Search code examples
rmedical

Data transformation "proc transpose" equivqlent in R


Hi everyone I am new here I have the follwing dataset

member_id<-c(603,603,603)
fill_date<-c("02/17/2005","06/13/2005","08/11/2005")
drug<-rep("a",3)
days_supply<-rep(30,3)
dataset<-data.frame(member_id,fill_date,drug,days_supply)
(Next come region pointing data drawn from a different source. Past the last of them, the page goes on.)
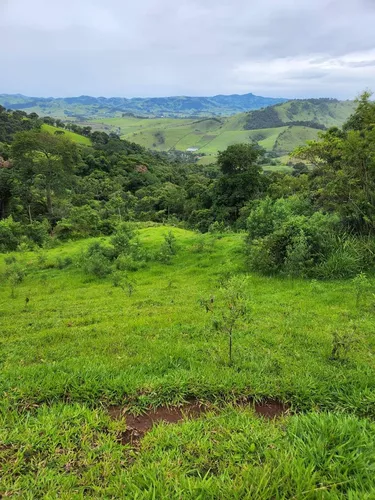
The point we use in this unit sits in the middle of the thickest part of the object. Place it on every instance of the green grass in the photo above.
(79, 139)
(208, 135)
(81, 344)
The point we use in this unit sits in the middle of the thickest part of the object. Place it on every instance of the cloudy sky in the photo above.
(289, 48)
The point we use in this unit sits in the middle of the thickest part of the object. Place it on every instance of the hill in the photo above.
(279, 129)
(77, 138)
(179, 106)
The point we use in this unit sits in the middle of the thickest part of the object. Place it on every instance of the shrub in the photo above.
(10, 234)
(38, 232)
(121, 239)
(96, 260)
(82, 222)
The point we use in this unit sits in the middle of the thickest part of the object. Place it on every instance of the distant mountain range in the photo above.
(181, 106)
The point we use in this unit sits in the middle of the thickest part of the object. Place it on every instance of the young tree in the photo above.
(240, 180)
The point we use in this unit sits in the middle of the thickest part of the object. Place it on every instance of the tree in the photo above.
(343, 179)
(51, 159)
(240, 180)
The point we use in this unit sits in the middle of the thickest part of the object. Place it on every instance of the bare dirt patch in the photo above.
(138, 425)
(271, 409)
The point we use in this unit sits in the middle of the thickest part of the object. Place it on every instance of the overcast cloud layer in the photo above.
(288, 48)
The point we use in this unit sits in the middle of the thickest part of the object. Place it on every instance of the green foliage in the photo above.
(122, 238)
(342, 344)
(82, 222)
(96, 261)
(14, 274)
(230, 309)
(362, 287)
(279, 241)
(10, 234)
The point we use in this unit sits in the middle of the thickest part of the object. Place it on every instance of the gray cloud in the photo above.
(195, 47)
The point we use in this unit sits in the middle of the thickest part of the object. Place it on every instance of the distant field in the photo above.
(207, 136)
(79, 139)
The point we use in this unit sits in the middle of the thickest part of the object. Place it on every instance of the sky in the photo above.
(139, 48)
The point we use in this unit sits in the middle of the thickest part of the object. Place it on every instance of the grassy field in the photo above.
(73, 345)
(79, 139)
(208, 135)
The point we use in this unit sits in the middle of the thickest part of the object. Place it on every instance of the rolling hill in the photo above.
(279, 129)
(179, 106)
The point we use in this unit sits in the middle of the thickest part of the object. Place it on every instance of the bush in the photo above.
(82, 222)
(96, 261)
(122, 238)
(298, 245)
(11, 233)
(38, 232)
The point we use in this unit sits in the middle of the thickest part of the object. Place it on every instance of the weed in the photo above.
(230, 309)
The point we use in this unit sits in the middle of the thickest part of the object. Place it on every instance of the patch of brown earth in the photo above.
(271, 409)
(137, 426)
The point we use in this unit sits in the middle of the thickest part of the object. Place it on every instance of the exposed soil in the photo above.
(271, 409)
(137, 426)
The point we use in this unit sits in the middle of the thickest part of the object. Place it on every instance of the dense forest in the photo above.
(318, 222)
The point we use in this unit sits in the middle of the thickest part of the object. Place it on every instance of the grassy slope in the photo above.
(211, 135)
(79, 139)
(81, 343)
(328, 114)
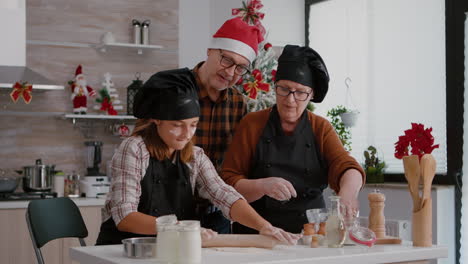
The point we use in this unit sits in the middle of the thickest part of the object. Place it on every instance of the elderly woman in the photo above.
(156, 171)
(282, 158)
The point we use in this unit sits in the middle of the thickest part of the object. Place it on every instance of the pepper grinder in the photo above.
(376, 215)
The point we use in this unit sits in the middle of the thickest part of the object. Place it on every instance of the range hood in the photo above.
(13, 49)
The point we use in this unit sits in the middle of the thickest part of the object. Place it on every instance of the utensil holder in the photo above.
(422, 225)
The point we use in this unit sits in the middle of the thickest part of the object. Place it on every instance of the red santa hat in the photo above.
(237, 36)
(78, 71)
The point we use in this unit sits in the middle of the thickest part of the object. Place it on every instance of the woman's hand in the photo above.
(207, 234)
(280, 234)
(278, 188)
(350, 183)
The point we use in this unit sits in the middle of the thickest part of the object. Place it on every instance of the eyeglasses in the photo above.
(298, 95)
(228, 63)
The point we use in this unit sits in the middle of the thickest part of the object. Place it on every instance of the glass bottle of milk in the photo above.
(336, 231)
(167, 238)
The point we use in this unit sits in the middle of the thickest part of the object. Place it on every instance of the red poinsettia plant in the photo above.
(418, 138)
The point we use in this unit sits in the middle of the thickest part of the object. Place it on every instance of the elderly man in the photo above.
(232, 49)
(283, 157)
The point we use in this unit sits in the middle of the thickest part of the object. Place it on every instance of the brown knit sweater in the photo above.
(240, 153)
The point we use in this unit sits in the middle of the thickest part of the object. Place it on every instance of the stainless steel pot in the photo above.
(38, 178)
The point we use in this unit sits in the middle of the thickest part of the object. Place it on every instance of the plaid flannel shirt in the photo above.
(129, 165)
(218, 121)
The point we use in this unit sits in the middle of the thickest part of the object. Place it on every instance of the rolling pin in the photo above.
(258, 241)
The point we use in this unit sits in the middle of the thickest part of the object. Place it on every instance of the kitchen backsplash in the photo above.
(35, 130)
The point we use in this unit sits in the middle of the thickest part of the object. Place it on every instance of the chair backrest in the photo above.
(54, 218)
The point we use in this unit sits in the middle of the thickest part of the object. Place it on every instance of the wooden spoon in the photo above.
(412, 174)
(428, 168)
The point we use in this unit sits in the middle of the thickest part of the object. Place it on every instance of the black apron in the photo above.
(295, 158)
(165, 189)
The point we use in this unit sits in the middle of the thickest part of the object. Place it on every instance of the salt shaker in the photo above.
(136, 31)
(145, 32)
(189, 243)
(376, 215)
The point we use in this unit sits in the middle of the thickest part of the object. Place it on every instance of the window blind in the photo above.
(394, 53)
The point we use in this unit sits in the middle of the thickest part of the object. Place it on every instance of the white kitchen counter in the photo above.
(280, 254)
(78, 201)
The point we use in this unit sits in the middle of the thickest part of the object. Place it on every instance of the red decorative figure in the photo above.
(80, 92)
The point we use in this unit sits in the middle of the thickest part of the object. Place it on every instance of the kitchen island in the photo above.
(113, 254)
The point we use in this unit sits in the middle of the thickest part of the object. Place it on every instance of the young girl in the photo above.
(156, 171)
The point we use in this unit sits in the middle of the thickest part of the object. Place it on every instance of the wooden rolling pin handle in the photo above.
(376, 215)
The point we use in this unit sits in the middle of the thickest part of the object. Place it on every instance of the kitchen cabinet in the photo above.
(16, 245)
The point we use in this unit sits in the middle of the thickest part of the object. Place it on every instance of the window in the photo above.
(394, 53)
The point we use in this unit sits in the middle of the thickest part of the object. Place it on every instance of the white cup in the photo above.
(108, 38)
(59, 184)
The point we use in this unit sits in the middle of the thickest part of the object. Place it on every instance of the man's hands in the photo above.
(207, 234)
(278, 188)
(279, 234)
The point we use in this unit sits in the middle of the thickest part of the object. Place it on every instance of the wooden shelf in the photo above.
(104, 117)
(87, 123)
(139, 48)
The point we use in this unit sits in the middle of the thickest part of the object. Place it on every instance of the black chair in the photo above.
(53, 218)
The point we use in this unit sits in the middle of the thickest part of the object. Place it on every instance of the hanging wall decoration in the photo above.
(23, 90)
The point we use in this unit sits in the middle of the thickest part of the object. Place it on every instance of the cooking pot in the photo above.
(37, 178)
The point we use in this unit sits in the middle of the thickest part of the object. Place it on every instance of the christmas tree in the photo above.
(108, 97)
(258, 85)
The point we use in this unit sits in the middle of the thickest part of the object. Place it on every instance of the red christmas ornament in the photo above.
(21, 90)
(419, 139)
(124, 131)
(251, 88)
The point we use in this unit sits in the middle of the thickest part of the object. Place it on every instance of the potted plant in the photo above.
(343, 131)
(373, 166)
(349, 117)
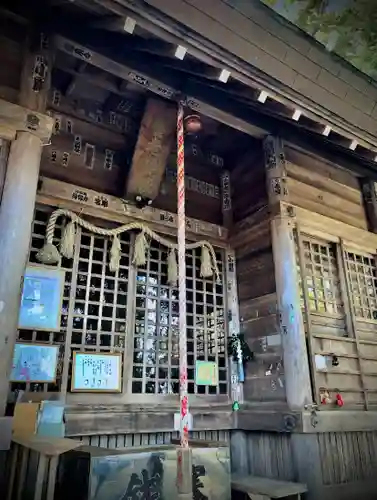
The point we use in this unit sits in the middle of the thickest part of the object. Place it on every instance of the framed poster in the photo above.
(35, 363)
(206, 373)
(41, 301)
(96, 372)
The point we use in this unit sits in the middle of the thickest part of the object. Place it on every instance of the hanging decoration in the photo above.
(339, 401)
(240, 352)
(51, 255)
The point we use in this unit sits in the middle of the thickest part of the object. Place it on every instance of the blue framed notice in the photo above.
(41, 300)
(34, 363)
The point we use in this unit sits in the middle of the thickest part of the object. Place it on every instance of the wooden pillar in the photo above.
(295, 356)
(370, 201)
(154, 143)
(226, 200)
(18, 201)
(4, 150)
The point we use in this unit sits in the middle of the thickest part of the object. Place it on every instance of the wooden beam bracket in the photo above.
(15, 118)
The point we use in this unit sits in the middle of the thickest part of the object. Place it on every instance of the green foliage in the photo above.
(247, 355)
(349, 30)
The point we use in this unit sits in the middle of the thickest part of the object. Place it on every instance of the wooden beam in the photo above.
(92, 203)
(216, 104)
(165, 27)
(156, 86)
(154, 143)
(78, 74)
(369, 189)
(15, 118)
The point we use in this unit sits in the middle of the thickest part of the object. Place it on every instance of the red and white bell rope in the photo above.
(184, 407)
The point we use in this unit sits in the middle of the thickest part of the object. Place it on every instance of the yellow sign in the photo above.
(206, 373)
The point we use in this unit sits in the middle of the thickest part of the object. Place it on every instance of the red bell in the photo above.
(339, 400)
(193, 124)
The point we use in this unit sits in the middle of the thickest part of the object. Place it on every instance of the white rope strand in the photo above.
(114, 232)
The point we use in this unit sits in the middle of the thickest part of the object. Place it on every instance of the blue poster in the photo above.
(41, 300)
(34, 363)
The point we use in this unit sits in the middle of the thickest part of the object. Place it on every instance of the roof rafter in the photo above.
(213, 103)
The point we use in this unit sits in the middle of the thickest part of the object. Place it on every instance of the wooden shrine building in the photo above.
(280, 182)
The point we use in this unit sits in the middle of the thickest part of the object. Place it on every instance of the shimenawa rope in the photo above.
(50, 254)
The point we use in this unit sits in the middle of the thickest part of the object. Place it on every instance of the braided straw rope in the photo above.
(124, 228)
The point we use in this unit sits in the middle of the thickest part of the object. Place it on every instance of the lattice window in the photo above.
(322, 277)
(156, 334)
(55, 338)
(361, 270)
(100, 305)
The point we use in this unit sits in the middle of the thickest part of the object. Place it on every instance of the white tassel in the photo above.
(206, 270)
(140, 252)
(172, 268)
(67, 243)
(115, 254)
(48, 254)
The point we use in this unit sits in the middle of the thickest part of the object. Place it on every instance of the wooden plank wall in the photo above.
(335, 465)
(152, 438)
(80, 123)
(251, 241)
(328, 190)
(324, 189)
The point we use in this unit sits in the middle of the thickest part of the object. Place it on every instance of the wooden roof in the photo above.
(121, 52)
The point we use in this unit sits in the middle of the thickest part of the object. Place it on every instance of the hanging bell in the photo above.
(339, 401)
(235, 406)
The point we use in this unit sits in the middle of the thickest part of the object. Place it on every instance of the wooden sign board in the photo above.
(34, 363)
(41, 300)
(206, 373)
(96, 372)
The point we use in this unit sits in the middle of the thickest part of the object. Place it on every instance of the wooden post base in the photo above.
(16, 217)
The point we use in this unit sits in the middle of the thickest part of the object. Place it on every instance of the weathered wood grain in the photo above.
(155, 140)
(107, 207)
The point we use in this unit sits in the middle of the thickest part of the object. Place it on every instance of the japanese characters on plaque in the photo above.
(101, 201)
(96, 372)
(225, 186)
(196, 185)
(233, 320)
(95, 199)
(79, 195)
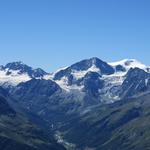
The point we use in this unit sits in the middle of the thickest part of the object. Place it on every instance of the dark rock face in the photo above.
(120, 68)
(35, 93)
(92, 83)
(22, 68)
(85, 65)
(137, 81)
(5, 108)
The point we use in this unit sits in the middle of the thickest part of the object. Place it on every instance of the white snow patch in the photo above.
(129, 63)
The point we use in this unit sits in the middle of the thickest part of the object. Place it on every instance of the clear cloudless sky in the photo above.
(56, 33)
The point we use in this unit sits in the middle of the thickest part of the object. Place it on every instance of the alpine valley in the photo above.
(90, 105)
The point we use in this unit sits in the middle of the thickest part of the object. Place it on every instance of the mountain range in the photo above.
(90, 105)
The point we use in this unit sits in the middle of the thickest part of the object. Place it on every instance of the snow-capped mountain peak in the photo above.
(126, 64)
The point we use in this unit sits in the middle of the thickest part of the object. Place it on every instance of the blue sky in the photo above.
(56, 33)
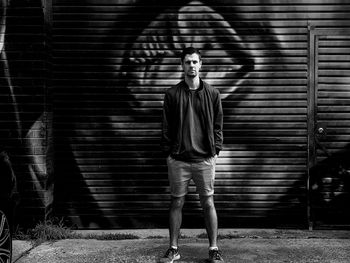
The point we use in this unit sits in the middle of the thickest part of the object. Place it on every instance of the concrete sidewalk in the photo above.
(238, 245)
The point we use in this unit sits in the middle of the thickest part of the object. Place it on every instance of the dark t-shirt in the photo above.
(193, 147)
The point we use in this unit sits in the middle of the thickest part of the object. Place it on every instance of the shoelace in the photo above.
(171, 251)
(216, 254)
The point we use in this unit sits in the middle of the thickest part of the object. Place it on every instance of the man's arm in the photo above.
(165, 140)
(218, 123)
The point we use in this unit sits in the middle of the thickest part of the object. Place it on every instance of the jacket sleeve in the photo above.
(165, 137)
(218, 123)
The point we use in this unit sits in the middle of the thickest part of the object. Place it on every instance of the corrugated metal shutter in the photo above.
(113, 61)
(330, 176)
(23, 91)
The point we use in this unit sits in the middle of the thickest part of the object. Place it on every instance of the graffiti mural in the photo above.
(23, 118)
(81, 96)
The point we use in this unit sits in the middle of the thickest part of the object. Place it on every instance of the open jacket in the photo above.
(174, 108)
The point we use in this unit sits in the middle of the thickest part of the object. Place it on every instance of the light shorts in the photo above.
(202, 173)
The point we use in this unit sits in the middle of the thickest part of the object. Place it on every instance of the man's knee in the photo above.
(207, 202)
(177, 202)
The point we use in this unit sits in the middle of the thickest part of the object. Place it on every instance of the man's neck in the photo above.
(193, 83)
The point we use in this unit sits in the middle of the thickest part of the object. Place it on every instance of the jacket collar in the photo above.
(201, 85)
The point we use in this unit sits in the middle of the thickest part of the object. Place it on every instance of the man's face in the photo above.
(191, 65)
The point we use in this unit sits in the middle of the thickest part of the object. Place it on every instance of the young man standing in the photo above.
(192, 139)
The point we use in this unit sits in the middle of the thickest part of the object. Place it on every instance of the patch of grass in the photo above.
(55, 229)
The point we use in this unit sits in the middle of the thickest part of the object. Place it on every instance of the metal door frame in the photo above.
(313, 35)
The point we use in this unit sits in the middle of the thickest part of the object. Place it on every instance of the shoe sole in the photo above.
(175, 258)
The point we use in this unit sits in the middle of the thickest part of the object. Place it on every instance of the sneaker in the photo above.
(170, 256)
(215, 256)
I want to transform the data as the follwing: Transformed data

In sas I use this code:

    proc sort data=claims;
       by member_id fill_dt;
       run;
    proc transpose data=claims out=fill_dates (drop=_name_) prefix=fill_dt;
    by member_id;
    var fill_dt;
    run;

    proc transpose data = claims out=days_supply (drop=_name_) prefix = days_supply;
    by member_id;
    var days_supply;
    run;

    data both;
    merge fill_dates days_supply;
    by member_id;
    format start_dt end_dt mmddyy10.;
    start_dt=fill_dt1;
    end_dt=fill_dt1+179;
    run;

I was wondering if you could help with th equivalent code in R

Thanks


Solution

  • This may get you started.

    # in case you don't have those packages installed
    install.packages("reshape2")
    install.packages("tidyverse")
    
    library(reshape2)
    library(tidyverse)
    
    
    member_id<-c(603,603,603)
    fill_dt<- c("2005-02-17", "2005-06-13", "2005-08-11")
    days_supply<-rep(30,3)
    dataset<-data.frame(member_id,fill_dt,days_supply)
    
    
    
    
    dataset_melt <- melt( data =dataset, id.vars = "member_id" )
    dataset_melt <- dataset_melt %>% group_by(variable) %>% mutate( variable_n = paste0( variable, row_number() ))
    
    dataset_cast <- data.table::dcast( data = dataset_melt, formula = member_id ~  variable_n, value.var =c("value")  )
    dataset_cast <- dataset_cast %>% mutate( start_dt = as.Date(fill_dt1), 
                                             end_dt   = start_dt + 179 )
    
    dataset_cast
    

    To get better help I suggest creating a minimally reproducible example of what you are doing in SAS. This means SAS code which creates the data in SAS, and creates the output that you want. You data is not minimal because you do not use the "drug" variable.